As of the date hereof, on a pro forma basis after giving effect to the consummation of the Transactions on the date hereof:

(a) the fair value of the assets (on a going concern basis) of the Company and its Subsidiaries, on a consolidated basis, exceeds, on a consolidated basis, their debts and liabilities, subordinated, contingent or otherwise;

(b) the present fair saleable value of the property (on a going concern basis) of the Company and its Subsidiaries, on a consolidated basis, is greater than the amount that will be required to pay the probable liability, on a consolidated basis, of their debts and other liabilities, subordinated, contingent or otherwise, as such debts and other liabilities become absolute and matured in the ordinary course of business;

(c) the Company and its Subsidiaries, on a consolidated basis, are able to pay their debts and liabilities, subordinated, contingent or otherwise, as such liabilities become absolute and matured in the ordinary course of business; and

(d) the Company and its Subsidiaries, on a consolidated basis, are not engaged in, and are not about to engage in, business contemplated as of the date hereof for which they have unreasonably small capital.
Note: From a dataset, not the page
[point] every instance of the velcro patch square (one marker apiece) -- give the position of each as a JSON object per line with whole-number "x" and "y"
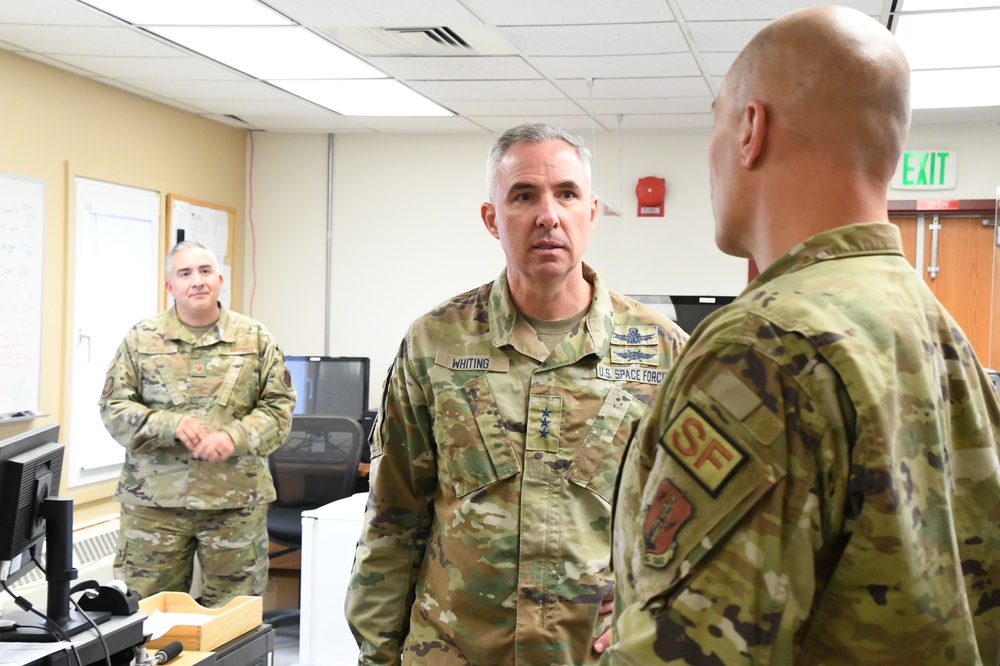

For purposes of this Solvency Certificate, the amount of any contingent liability at any time shall be computed as the amount that would reasonably be expected to become an actual and matured liability in the ordinary course of business.

The undersigned is familiar with the business and financial position of the Company and its Subsidiaries (taken as a whole). In reaching the conclusions set forth in this Solvency Certificate, the undersigned has made such other investigations and inquiries as the undersigned has deemed appropriate, having taken into account the nature of the particular business anticipated to be conducted by the Company and its Subsidiaries (taken as a whole) after consummation of the transactions contemplated by the Credit Agreement to be effected on the Closing Date.

* * *


IN WITNESS WHEREOF, the Company has caused this certificate to be executed on its behalf by chief financial officer as of the date first written above.